A report on the status of astrophotonics for interferometry and beyond
Lucas Labadie
TL;DR
This paper surveys the current status of astrophotonics as applied to interferometry and beyond, tracing a development flow from fabrication platforms to infrastructure interfaces and beam combiners. It highlights concrete demonstrators and on-sky tests—GRAVITY (ABCD IO), ULI-based DBC and nulling (GLINT), and FIRST remapping with on-chip phase control—while identifying challenges in mid-IR performance, long-baseline transport, and space-environment durability. The author emphasizes a rapidly growing, globally distributed community and the strategic importance of coordinated efforts, especially for the ELT era, including potential institutional frameworks to accelerate technology maturation. Overall, astrophotonics is positioned as a key enabler for compact, stable, and highly capable interferometric instruments, with significant implications for future ground- and space-based astronomy.
Abstract
Long-baseline interferometry and high-resolution spectroscopy are two examples of areas that have benefited from astrophotonics devices, but the application range is expanding to other subareas and other wavelength ranges.
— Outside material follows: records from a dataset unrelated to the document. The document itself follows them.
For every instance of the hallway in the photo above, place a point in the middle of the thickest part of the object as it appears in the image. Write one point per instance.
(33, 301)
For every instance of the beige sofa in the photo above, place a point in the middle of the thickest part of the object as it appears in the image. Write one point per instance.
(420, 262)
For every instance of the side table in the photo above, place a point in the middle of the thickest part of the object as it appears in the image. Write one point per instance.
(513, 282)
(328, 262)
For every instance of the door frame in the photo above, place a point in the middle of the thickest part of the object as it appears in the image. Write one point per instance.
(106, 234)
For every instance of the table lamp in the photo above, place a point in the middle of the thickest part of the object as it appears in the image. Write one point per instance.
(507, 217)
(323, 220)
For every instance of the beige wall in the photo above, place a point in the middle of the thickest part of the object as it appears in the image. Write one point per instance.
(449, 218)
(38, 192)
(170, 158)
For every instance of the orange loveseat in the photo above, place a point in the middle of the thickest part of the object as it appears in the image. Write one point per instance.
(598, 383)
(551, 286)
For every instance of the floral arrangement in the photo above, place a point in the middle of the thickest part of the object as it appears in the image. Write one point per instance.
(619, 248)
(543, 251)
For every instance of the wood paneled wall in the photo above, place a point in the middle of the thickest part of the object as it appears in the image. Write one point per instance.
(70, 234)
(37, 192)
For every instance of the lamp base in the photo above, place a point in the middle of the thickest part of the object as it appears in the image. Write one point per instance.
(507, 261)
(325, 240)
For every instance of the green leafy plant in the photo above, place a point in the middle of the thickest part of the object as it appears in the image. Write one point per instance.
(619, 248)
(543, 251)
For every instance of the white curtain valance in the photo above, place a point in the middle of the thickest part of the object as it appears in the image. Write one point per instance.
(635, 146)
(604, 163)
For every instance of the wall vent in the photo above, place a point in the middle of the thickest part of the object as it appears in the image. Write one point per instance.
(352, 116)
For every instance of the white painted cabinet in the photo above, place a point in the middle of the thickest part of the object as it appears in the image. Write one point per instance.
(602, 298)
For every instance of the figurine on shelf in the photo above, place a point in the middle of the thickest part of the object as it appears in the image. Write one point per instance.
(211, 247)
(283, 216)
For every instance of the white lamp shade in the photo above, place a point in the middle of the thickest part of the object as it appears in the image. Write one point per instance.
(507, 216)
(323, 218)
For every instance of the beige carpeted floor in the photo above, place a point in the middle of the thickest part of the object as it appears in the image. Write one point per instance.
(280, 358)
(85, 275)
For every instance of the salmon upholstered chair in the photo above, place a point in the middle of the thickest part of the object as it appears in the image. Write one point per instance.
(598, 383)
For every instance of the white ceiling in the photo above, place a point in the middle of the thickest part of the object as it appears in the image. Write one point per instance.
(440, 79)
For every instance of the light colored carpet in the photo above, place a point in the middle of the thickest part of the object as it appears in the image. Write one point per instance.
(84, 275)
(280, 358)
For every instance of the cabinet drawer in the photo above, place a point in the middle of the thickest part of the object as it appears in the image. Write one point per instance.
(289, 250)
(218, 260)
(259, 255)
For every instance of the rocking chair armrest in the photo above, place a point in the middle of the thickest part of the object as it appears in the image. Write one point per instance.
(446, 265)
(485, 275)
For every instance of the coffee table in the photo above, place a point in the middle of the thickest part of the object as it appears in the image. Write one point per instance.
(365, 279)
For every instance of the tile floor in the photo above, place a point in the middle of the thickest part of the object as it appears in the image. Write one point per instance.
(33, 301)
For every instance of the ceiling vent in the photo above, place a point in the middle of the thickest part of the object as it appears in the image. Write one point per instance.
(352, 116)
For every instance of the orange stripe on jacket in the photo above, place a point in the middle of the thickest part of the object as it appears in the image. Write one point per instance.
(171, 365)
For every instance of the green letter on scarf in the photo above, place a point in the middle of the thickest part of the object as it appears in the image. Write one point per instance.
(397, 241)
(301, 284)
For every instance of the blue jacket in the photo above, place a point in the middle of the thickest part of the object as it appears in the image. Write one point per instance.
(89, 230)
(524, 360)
The VLTI has been one of the pioneering astronomical infrastructure to exploit the potential of astrophotonics instrumentation for high-angular resolution interferometric observations, whereas new opportunities will arise in the context of the future ELTs. In this contribution, I review the current state of the art regarding the interplay between photonic-based solutions and astronomical instrumentation and highlight the growth of the field, as well as its recognition in recent strategy surveys such as the Decadal. I will explain the benefits of different technological platforms making use of photolithography or laser-writing techniques. I will review the most recent results in the field covering simulations, laboratory characterization and on-sky prototyping. Astrophotonics may have a unique role to play in the forthcoming era of new ground-based astronomical facilities, and possibly in the field of space science.